Julia Wilbur, like many of her contemporary diary writers, always included a note about the day's weather. It's hot, cold, squally, showery, pleasant, etc. etc. Without weather forecasts, each day's conditions were always a bit of a surprise. And without much in the way of heat and no air-conditioning, the weather was something sometimes enjoyed but more often merely endured. As we end--we hope!--our severe winter of 2015, here's what Julia recorded in mid-March 1863....
March 15, 1863 Sunday
Very cold. Have not been out. Mrs. J. called. Read a little. Cleaned up, labeled specimens, wrote some. Letter from S.A. Ferris. She is not coming at present, too bad.
This P.M. it has hailed & snowed. There has been thunder & lightning & this evening the thunder roars & the lightning flashes. Unusual for this season.

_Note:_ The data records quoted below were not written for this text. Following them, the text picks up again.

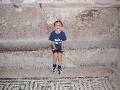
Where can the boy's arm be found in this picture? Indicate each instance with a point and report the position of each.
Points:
(62, 45)
(52, 44)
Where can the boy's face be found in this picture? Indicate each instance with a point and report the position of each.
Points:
(58, 26)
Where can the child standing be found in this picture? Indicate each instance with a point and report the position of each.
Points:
(57, 38)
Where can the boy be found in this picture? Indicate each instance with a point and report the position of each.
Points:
(57, 38)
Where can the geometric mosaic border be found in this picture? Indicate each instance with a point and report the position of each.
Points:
(63, 83)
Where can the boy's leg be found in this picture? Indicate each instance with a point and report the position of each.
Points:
(59, 62)
(55, 59)
(60, 58)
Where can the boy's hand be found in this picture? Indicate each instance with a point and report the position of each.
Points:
(62, 50)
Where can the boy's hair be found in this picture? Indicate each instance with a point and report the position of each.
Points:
(59, 22)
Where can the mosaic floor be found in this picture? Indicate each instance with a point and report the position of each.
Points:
(61, 83)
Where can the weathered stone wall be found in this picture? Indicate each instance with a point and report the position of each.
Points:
(93, 35)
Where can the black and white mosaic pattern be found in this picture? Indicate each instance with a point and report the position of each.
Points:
(61, 83)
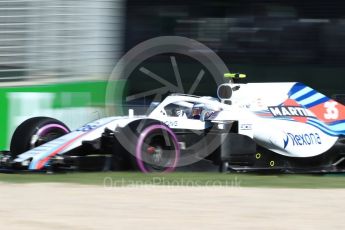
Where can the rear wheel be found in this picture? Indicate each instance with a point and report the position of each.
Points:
(35, 132)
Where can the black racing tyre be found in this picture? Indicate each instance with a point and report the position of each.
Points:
(153, 147)
(34, 132)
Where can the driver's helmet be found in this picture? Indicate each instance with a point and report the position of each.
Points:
(197, 110)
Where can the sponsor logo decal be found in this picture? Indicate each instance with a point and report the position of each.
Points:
(302, 139)
(291, 111)
(171, 123)
(246, 127)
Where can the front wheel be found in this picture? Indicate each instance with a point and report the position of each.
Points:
(35, 132)
(157, 149)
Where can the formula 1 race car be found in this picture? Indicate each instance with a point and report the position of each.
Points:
(278, 127)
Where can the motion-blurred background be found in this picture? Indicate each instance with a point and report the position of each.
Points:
(56, 55)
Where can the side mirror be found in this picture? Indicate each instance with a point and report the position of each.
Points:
(224, 92)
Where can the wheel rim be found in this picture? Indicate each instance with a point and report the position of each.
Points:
(47, 133)
(153, 156)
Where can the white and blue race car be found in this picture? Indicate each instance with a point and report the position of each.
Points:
(278, 127)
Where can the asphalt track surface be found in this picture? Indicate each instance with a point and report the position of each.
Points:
(70, 206)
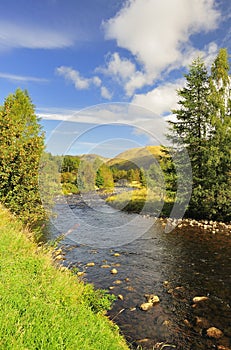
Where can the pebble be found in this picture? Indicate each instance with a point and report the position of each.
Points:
(214, 332)
(80, 273)
(199, 299)
(117, 282)
(146, 306)
(116, 254)
(151, 298)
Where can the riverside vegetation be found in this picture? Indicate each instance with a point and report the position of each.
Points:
(45, 307)
(42, 306)
(203, 124)
(201, 134)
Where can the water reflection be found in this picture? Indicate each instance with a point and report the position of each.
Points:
(177, 267)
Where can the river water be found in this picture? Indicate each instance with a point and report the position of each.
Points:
(175, 266)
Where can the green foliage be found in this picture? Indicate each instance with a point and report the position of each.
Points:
(99, 300)
(70, 164)
(44, 307)
(86, 176)
(22, 144)
(104, 178)
(203, 127)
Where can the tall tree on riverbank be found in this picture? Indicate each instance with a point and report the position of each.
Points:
(22, 144)
(220, 140)
(203, 128)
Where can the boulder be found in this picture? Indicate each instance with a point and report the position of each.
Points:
(146, 306)
(199, 299)
(214, 332)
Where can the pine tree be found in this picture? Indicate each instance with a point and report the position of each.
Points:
(190, 132)
(220, 138)
(203, 128)
(22, 144)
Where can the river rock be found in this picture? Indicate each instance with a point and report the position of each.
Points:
(117, 254)
(151, 298)
(214, 332)
(199, 299)
(60, 257)
(146, 306)
(202, 322)
(117, 282)
(80, 273)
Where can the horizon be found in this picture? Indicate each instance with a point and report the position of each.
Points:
(75, 58)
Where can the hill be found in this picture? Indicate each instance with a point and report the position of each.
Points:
(140, 157)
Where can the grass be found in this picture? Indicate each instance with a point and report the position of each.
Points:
(42, 306)
(141, 201)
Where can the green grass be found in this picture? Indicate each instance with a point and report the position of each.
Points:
(136, 158)
(43, 307)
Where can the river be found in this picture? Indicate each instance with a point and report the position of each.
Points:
(175, 266)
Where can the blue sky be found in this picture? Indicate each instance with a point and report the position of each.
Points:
(103, 74)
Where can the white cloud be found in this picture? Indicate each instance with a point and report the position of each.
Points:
(161, 99)
(120, 68)
(105, 93)
(74, 76)
(21, 36)
(21, 78)
(158, 35)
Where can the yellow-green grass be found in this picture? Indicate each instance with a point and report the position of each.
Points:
(143, 201)
(41, 306)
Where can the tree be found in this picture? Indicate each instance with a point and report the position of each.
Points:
(86, 176)
(220, 138)
(104, 177)
(22, 144)
(203, 128)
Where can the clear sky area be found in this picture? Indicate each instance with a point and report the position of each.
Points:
(103, 74)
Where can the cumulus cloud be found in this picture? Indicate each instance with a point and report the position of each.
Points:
(154, 31)
(161, 99)
(21, 36)
(74, 76)
(21, 78)
(158, 35)
(121, 68)
(105, 93)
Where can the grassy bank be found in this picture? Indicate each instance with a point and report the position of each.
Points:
(41, 306)
(140, 201)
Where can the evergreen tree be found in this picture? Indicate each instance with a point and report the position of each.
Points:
(190, 132)
(203, 128)
(219, 165)
(22, 144)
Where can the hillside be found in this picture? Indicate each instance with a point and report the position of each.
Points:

"Mrs. J." would have been her friend and fellow relief worker Harriet Jacobs.
The "specimens" were the bits and pieces that people gathered at various sites most improvidently. (The Illustrated History of Civil War Relics by Sylvia and Michael J. O'Donnell talks about how often this occurred, to the point that excursion trains were organized in some cases for Northern civilians to forage at abandoned battlefields.) In this case, she wrote about visiting Mount Vernon and Fort Washington several days earlier on an expedition of 12 people, and these were no doubt some of her pickings.
Finally, S.A. Ferris was a friend from Rochester who often sent letters and boxes of supplies.